X SERIES
Report
- Report Number
- 1220908-2025-04348
- Event Type
- Death
- Date Received
- November 17, 2025
- Date of Event
- October 28, 2025
- Report Date
- October 28, 2025
- Manufacturer
- ZOLL MEDICAL CORPORATION
- Product Code
- MKJ
- UDI-DI
- 00847946005979
- PMA / PMN Number
- P160022
- Adverse Event
- Yes
- Report Source
- Manufacturer report
- Reporter Location
- MT, US
- Reporter Occupation
- OTHER
- Health Professional
- N
Narratives
THE DEVICE WAS NOT RETURNED TO ZOLL MEDICAL CORPORATION FOR EVALUATION. THE CUSTOMER REPORTED THAT THE PADS COULD NOT BE ATTACHED DURING AN EVENT BECAUSE THE CPR ADAPTER WOULD NOT FULLY CONNECT TO THE MULTIFUNCTION CABLE (MFC).
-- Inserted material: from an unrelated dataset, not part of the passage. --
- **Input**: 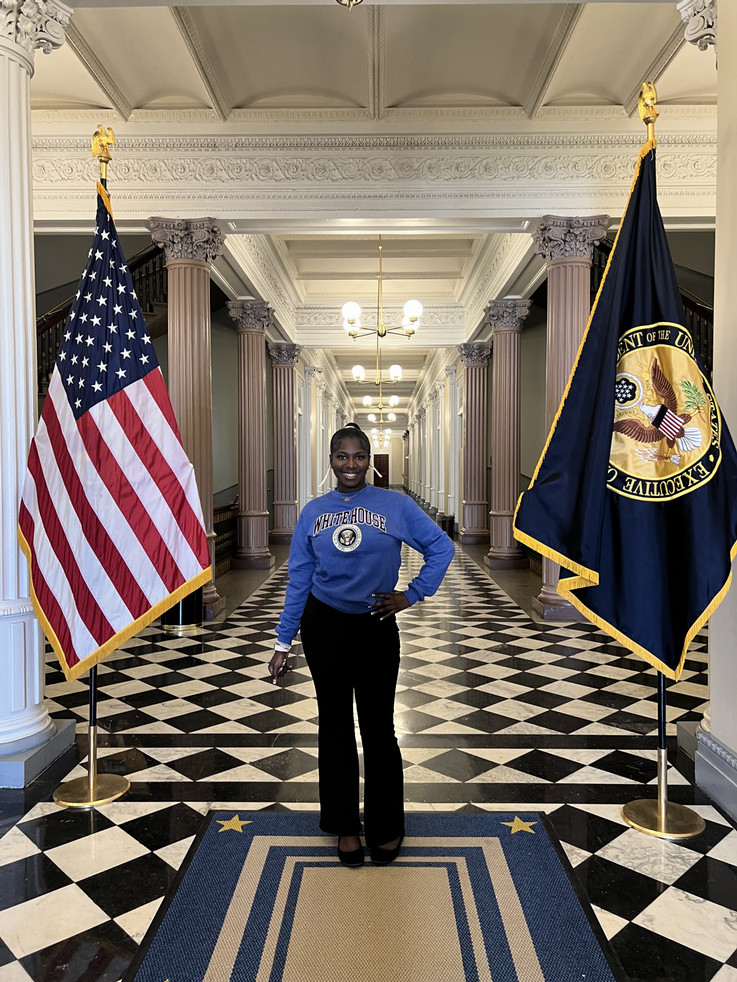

PHOTOS PROVIDED BY THE CUSTOMER SHOWED THAT THE CABLE CONNECTOR WAS DAMAGED, PREVENTING THE CPR ADAPTER FROM SEATING AND RESULTING IN A DELAY WHILE ALTERNATIVE ACCESSORIES WERE OBTAINED. THE EXACT CAUSE COULD NOT BE DETERMINED. THE CUSTOMER WAS ADVISED THAT WHILE CPR ADAPTER IS REQUIRED FOR CPR FEEDBACK, THERAPY CAN STILL BE DELIVERED BY CONNECTING THE PADS DIRECTLY TO THE MFC. ANALYSIS OF REPORTS OF THIS TYPE HAS NOT IDENTIFIED AN INCREASE IN TREND.
ZOLL MEDICAL CORPORATION HAS NOT RECEIVED THE DEVICE FOR EVALUATION AND THIS COMPLAINT IS STILL UNDER INVESTIGATION.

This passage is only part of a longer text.